In fact, accounting firms expressed doubts about public companies’ financial viability in their 2009 opinions at about the same rate they did in 2008 (see chart below). Research firm Audit Analytics predicts that 19.8% of audit opinions filed for year-end 2009 will have a going-concern qualification, compared with 20.3% of 2008 opinions. (Researchers pulled the data at the end of April, when many foreign companies and the smallest U.S. public companies with a fiscal year-end had not yet filed their 10-Ks.)
The latest data does reflect a slight dip, from 3,275 going-concern qualifications in 2008 to an estimated 3,007 in 2009. But the drop “wasn’t for the reason you would hope,” says Don Whalen, director of research at Audit Analytics. Rather than sending a hopeful signal about companies and the economy, the drop reflected the fact that accounting firms simply had fewer public companies to evaluate in 2009.
Of companies that received a going-concern qualification in 2008, 8.4% are no longer registered with the Securities and Exchange Commission, according to Audit Analytics. Overall, based on the research firm’s estimates, the SEC will receive 518 fewer auditor opinions for 2009 10-Ks, compared with 2008.

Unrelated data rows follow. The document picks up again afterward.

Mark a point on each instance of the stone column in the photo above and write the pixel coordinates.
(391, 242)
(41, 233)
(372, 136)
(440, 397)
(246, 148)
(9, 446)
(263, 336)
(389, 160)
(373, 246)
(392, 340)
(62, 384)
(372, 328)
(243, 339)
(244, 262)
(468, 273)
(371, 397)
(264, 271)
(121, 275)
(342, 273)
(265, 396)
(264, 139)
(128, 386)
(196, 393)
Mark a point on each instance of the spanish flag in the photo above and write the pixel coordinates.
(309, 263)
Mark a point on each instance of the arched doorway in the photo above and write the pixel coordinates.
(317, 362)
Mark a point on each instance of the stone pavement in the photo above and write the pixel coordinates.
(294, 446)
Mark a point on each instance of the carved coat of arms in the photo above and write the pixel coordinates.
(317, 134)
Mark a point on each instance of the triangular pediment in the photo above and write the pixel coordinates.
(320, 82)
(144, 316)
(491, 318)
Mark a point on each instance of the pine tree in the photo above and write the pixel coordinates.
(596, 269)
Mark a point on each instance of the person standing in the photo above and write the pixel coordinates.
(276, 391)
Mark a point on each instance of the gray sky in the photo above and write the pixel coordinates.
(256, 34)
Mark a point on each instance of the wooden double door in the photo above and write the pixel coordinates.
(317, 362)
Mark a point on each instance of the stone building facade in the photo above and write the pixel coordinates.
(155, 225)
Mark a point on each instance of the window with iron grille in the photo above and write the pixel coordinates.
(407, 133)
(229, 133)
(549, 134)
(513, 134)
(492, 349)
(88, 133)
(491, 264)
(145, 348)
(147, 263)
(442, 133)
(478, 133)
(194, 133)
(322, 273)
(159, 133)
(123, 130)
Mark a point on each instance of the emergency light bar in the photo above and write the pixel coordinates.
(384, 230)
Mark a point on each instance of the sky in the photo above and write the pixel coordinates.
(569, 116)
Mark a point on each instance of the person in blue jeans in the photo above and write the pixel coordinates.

The slight year-to-year change for going-concern qualifications isn’t surprising, says Joseph Carcello, an accounting professor at the University of Tennessee. Even though 2008 ended on a dark note following steep stock-market declines, massive write-downs, and general uncertainty across industries, 2009 gave people only “a somewhat more positive business outlook,” he says.
Auditors consider several factors during their reviews that may herald a company’s eventual demise. Among them: recurring operating losses, working capital deficiencies, loan defaults, unlikely prospects for more financing, and work stoppages. Auditors also consider external issues, such as legal proceedings and the loss of a key customer or supplier.
More than half of the qualified audit opinions made last year listed net operating loss as a reason for their doubts about their clients’ future. Other top reasons cited included working capital deficiencies (in 856 of the going-concern qualifications), accumulated retained earnings deficit (625), and net losses since inception (575).